Π, thank you for bringing up Gelman. I take his name in vain in a paper about logic in probability, which you can find on my Resume tab : look for “Broccoli”.

However, this does not answer your point, which I promise to do at a later time in a post about “randomness.”

The distinction between climate and weather is true, but it is separate entirely from this posting. Whether “trend” is useful is relevant, but only insofar as it helps us make predictions. There, the main point still stands: usual statistical methods lead to overconfidence.

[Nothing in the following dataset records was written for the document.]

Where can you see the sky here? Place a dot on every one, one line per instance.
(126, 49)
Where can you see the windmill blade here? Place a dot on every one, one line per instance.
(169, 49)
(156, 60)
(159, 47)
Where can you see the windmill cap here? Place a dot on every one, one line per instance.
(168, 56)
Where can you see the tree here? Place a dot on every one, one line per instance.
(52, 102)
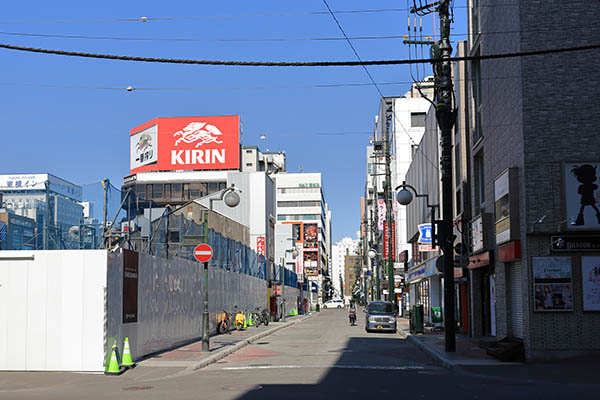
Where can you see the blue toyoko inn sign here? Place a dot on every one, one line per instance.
(425, 233)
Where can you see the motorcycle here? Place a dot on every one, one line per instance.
(352, 318)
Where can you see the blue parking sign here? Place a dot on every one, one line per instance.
(425, 233)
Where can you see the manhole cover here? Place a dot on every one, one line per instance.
(138, 388)
(242, 388)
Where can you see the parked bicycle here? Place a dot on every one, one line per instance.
(240, 320)
(261, 317)
(224, 322)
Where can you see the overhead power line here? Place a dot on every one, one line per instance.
(291, 63)
(271, 39)
(232, 88)
(234, 16)
(158, 39)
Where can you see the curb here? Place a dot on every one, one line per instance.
(225, 352)
(434, 354)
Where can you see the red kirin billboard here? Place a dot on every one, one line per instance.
(186, 143)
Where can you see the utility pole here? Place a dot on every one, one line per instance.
(283, 288)
(47, 217)
(205, 325)
(105, 183)
(387, 194)
(446, 116)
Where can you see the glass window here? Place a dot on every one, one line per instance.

I’m a little bit lost here. I thought that a stationary process (wide-sense stationarity) requires that 1st and 2nd moments do not vary with respect to time:

E[y(t]]= m(t)= m(t+Dt)

which is not the case here.

And while the trend doesn’t tell you the future values of observables, the posterior predictive distribution also obscures the trend. We always experience the combination of weather and climate, but it is of physical interest to disentangle weather from climate. Both kinds of inferences are useful.

Mike D, Amen. Measurement error just adds to the uncertainty. I have pointed this out elsewhere, but have given no examples yet.

Bob, right on. It’s not that a model cannot describe reality, it’s just that they often do a poor job.

Π 1. Yes, the posterior predictive, not the posterior for μ 2. Not quite. See today’s post on “meaning on mean means”. Red lines are just posterior predictive. The blue lines are the parameter posterior (on μ).

And I agree with you that it’s always better to show the full posterior distribution when possible. This is because showing an interval can give misleading results, as you say. However, these posteriors (for observables or μ) are all t, and are symmetric, so the intervals are reasonable summaries.

The term “random draws”, oh my. I’ll be talking about the mysticism of “random” in future posts.

And no matter if I know the exact value of the parameters, I still do not know the future value of the observables.

Briggs

“It must be stressed that the 95% interval is for the mean, which is itself an unobservable parameter. What we really want to know about is that data values themselves.”

1. This (and most of the rest of your post) implies that you’re talking about the posterior predictive distribution for the data, instead of the posterior for the model trend.

“What we have to do is to completely account for our uncertainty in the values of a and b, but also in the parameters that make up OS.”

2. On the other hand, this implies that you’re treating the distributional parameters (e.g., residual variance or autocorrelation) as uncertain with some prior, and marginalizing over them in the posterior.

Which of these represents the red lines? 1, 2, or both?

As for 1, I believe it’s useful to give both posterior trend and posterior predictive intervals. The underlying trend itself is interesting and informative, but if you want to predict what will be measured in a specific year, you need the posterior predictive distribution.

(Actually, instead of intervals, I prefer a collection of random draws from the posterior or posterior predictive distributions. Means and confidence intervals can hide structure.)

2 should always be done when computationally feasible, unless there is good reason to believe the priors on distributional parameters are very narrow.

A model of a mean is meaningless (?).

Even if you could be certain that the global mean temperature would rise by x, you would have no idea what that would me for people or polar bears or crops.

It’s easy to construct a scenario in which the global mean temp goes up by six degrees yet we all freeze to death.

I think one thing that some lose sight of when they get too caught up in the statistics and formulae is that math doesn’t explain the physical world around us, we are only trying to use math to explain the world around us as best we can. Sometimes it works, sometimes it doesn’t, but ultimately all mathematical descriptions of the physical world are subject to refutation or refinement. In other words, if there is an observable phenomenom that is proven to be true, but which is in conflict with one of our formulae with which we attempt to describe the physical world, it is the formulae that needs to modified, not the phenomenom.

Regards,
Bob North

Just to add more confusion, your model is fit to “observed” data, but in many cases (global temps being a good example) the “observed” data is squishy, or as statisticians say, loaded with measurement error.

Some phenomena can be measured with great precision but some cannot. When the “yardstick” is rubbery, the data are more like guesses than precise readings that can be replicated by unbiased observers.

Measurement error throws an entirely different uncertainty into models, called statistical bias, that is difficult to account for. When measurement error is folded in, somehow or other, it invariably boosts the model variance (a stat pun) and widens the confidence intervals.

PS Satellite data has measurement error. Don’t kid yourself about that. And terrestrial weather station data is thoroughly messed up. And anytime an analysis is based on “proxies,” you can sure the “observed” data is as squishy as mud.